Verizon Plans $20 Upgrade Fee Even If You Pay Full Price For a Phone (macrumors.com)
An anonymous reader writes: According to a memo leaked by MacRumors, Verizon is planning to introduce a new $20 upgrade fee starting next week. The new $20 flat rate charge will begin next Monday, April 4, and will be applied to smartphones purchased on a Device Payment financing plan, or at full retail price. The premium will also apply to those who take advantage of Apple's new iPhone Upgrade Program. Verizon cites "increasing support costs associated with customers switching their devices" as a reason for the new fees. The new fee is in addition to the existing $40 upgrade fee for customers renewing a two-year contract with a new device.
Verizon's "baby come back" letters are pathetic.
Seriously, with added fees like this, it's as if they're trying to get people to leave their service and forcing them into T-Mobile's very very welcoming arms.
The Amarri pray for god, the Caldari pray for profit. the Gallente pray for peace, but the Minmatar pray their ships hol
In the UK, upgrade fees are unheard of. You're being ripped off.
I've always just bought my phone on my own because I have an inexpensive plan and put the SIM the new phone. Turn the new phone on and it just works. When I've needed a new SIM because the size changed I've just gotten a new one for the new phone and changed the SIM for my phone number on the website.
I am glad you told me all about your family situation and your opinion about the need for SD cards. The discussion about upgrade fees was definitely helped by this invaluable information.
Verizon hates its customers. AT&T, Sprint, T-Mobile, etc. just want to make money, but Verizon is too big to care about lame stuff like mere profit. They have to be dicks about it.
Verizon uses CDMA. There is no SIM card (except for the one used to provide LTE data, where applicable).
Check out my sci-fi/humor trilogy at PatriotsBooks.
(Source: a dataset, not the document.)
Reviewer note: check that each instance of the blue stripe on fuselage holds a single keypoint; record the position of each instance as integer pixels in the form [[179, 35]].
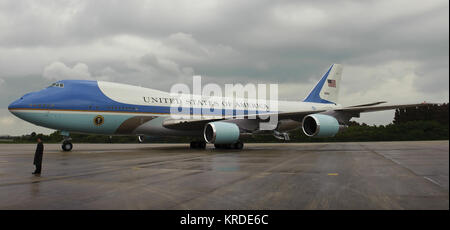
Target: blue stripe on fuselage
[[86, 95]]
There are two main systems for providing cellular voice communication in the U.S.: GSM and CDMA. GSM, as used in most of the world, uses a SIM card to determine which cell towers it should connect through, and then uses a database that maps the SIM card's identifier to a subscriber account. CDMA uses an MEID, which is an identifier that is baked into the device itself (similar to an IMEI). The towers/billing systems then use a database that maps the device's MEID to an account number. As a result, your account is quite literally tied to a specific physical device, not to a card that can be moved from device to device.
To add further complexity, many CDMA-based devices do actually have a SIM card, but it is used exclusively for talking to the LTE portion of cell towers (or when roaming overseas) and is not used for primary voice communications or for 3G data.
Check out my sci-fi/humor trilogy at PatriotsBooks.
Well...CDMA requires a record change at the carrier side, not just a SIM swap. So you have to call a 3rd-rate call center, repeat your phone number and personal identity info a half dozen times, half to a machine and half to a human, and talk to someone who's never even seen a non-GSM phone try to follow a script to find out the IMEI number of the new phone. They will fail at least once and may need to involve a supervisor. That costs them at least $1.30. The rest is pure profit.
You've identified the problem here. CDMA can be made to work with removable cards, but there aren't any providers in the US who choose to do it that way. Unsurprising, since there's nothing forcing them to do it that way, and this makes it more difficult for customers to switch phones or service providers.
Of course they do.. what's the alternative? These companies build wireless networks able to span across one of the largest countries in the world with demands from customers to have 4G when an LTE tower has an effective range of about 8 miles of line of sight or 1.6 miles of rough terrain. There are individual farms in the US that could require 20 or more high powered LTE towers for coverage.
It's not like Europe where there are 2-10 mobile service providers within a country and as soon as you cross to another country, you roam onto another network cleanly. Creating an LTE network in Europe costs nothing and the population density is much higher so the costs are covered more quickly. Also the governments understand the absolute critical importance of a functioning LTE network and fund their build out in to rural areas.
The US is too busy deciding between Trump and Clinton... It's like "Would you prefer to be shot in the left temple or the right temple?"... Either way, NATO will be going to war large scale within 3.5 years.